In un post diramato sul blog ufficiale, il gigante guidato da Mark Zuckerberg dichiara di aver scoperto 32 false pagine e profili creati su Facebook e Instagram tra marzo 2017 e maggio 2018 che, mediante post organici, sponsorizzati ed eventi, sono riusciti a raggiungere oltre 290mila follower. Le pagine Facebook più seguite erano “Aztlan Warriors”, “Black Elevation”, “Mindful Being” e “Resisters”. Le restanti pagine avevano tra zero e 10 follower mentre gli account Instagram avevano zero follower.
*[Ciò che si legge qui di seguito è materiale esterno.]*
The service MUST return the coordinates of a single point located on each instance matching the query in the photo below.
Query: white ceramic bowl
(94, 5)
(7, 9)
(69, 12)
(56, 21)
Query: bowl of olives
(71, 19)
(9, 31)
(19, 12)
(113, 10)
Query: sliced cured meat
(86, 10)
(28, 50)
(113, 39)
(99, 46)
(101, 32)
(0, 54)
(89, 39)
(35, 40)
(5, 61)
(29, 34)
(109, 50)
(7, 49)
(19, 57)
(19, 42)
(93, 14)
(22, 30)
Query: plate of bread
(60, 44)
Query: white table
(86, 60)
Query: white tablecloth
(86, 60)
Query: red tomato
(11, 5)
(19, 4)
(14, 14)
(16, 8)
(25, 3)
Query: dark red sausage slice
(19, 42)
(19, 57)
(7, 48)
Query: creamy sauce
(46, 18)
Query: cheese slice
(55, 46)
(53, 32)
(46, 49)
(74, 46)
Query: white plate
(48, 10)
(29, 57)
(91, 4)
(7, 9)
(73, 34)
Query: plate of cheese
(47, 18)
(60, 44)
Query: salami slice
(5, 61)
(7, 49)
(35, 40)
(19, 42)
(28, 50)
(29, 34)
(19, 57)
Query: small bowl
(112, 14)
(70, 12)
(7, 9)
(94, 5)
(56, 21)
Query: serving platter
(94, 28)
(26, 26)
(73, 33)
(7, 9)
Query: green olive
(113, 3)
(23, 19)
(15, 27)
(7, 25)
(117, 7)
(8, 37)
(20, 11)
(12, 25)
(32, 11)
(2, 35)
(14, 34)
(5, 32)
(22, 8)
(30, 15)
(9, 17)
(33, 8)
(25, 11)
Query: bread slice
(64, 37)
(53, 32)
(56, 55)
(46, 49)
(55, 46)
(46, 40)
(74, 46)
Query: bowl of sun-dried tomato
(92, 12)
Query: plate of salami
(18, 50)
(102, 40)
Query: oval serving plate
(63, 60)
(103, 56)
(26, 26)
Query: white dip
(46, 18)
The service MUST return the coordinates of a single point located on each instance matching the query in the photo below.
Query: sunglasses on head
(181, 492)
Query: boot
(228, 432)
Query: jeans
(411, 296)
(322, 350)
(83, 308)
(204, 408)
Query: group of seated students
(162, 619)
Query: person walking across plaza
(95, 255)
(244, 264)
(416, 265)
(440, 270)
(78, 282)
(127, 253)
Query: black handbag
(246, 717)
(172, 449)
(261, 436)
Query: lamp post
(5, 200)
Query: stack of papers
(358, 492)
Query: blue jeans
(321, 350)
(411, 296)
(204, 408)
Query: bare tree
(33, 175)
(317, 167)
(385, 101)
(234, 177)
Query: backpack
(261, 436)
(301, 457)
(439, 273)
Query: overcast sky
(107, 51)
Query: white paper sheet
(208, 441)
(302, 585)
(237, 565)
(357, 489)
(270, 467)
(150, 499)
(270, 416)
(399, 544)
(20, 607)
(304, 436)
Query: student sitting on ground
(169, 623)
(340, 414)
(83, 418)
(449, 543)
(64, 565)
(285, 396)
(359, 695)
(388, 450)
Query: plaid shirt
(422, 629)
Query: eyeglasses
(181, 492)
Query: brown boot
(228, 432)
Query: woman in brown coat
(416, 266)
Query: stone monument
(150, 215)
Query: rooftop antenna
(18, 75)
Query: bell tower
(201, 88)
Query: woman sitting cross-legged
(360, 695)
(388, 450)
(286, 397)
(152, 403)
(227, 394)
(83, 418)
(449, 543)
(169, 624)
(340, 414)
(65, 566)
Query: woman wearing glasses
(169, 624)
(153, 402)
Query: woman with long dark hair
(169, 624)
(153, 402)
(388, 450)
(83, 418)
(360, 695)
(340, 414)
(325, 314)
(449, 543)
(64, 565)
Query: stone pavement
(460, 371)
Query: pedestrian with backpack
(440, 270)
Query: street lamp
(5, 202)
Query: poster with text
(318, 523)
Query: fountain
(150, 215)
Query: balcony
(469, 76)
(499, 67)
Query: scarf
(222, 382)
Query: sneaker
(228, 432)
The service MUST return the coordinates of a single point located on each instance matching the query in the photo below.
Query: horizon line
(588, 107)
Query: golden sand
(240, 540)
L’obiettivo di questa campagna coordinata era quello di manipolare il pubblico su temi di sinistra quali diritti delle donne, diritti degli indigeni e di scatenare opposizione nei confronti del presidente degli USA Donald Trump. Ad esempio, per novembre era in programma a New York (Times Square) un evento proprio contro Trump, mentre un altro post includeva una foto del presidente degli Stati Uniti con in mano uno smartphone e una didascalia che recitava: «se Trump vuole battere il record Twitter di Barack Obama per i tweet più amati, ha solo bisogno di twittare due parole: “Mi dimetto”».

Facebook spiega che, rispetto alla campagna messa in atto dai russi per influenzare le elezioni politiche statunitensi del 2016, i responsabili di questa campagna sono stati più attenti a coprire le loro tracce, avendo utilizzato VPN e servizi di telefonia Internet e pagando terze parti per pubblicare annunci per conto loro. Come l’azienda ha comunicato al Congresso degli Stati Uniti, non si hanno prove concrete per dire con certezza chi c’è dietro questa campagna di disinformazione ma una delle pagine più popolari ha collegamenti con l’Internet Research Agency (IRA), la stessa organizzazione sostenuta dal Cremlino che ha inondato il popolo di Facebook di messaggi fake per manipolarlo sulle elezioni del 2016.

Il senatore Mark Warner ha confermato che lo staff del Comitato di Intelligence del Senato è stato informato questa settimana da funzionari di Facebook spiegando che crede che ci sia proprio la Russia dietro tale sforzo:

La rivelazione odierna è un’ulteriore prova del fatto che il Cremlino continua a sfruttare piattaforme come Facebook per seminare divisione e diffondere disinformazione, e sono felice che Facebook stia compiendo alcuni passi per individuare e affrontare questa attività.

Anche il Presidente del Comitato di Intelligence del Senato, il senatore Richard Burr, ha elogiato la mossa di Facebook nel rivelare sin da subito tale operazione:

Sono felice di vedere che Facebook sta compiendo un passo molto necessario verso la limitazione dell’uso della loro piattaforma da parte di campagne di influenza straniera. L’obiettivo di queste operazioni è seminare discordia, sfiducia e divisione nel tentativo di indebolire la fede pubblica nelle nostre istituzioni e nel nostro sistema politico. I russi vogliono un’America debole.

Anche il rappresentante del Congresso Adam Schiff ha indicato la Russia come responsabile della campagna:

L’annuncio odierno di Facebook dimostra ciò che temevamo da tempo: che gli attori stranieri maligni responsabili delle campagne di influenza russe precedentemente identificate continuano ad usare e abusare di piattaforme di social media per influenzare l’elettorato statunitense.

Saranno condotte indagini approfondite per determinare con certezza chi vi sia dietro tale operazione.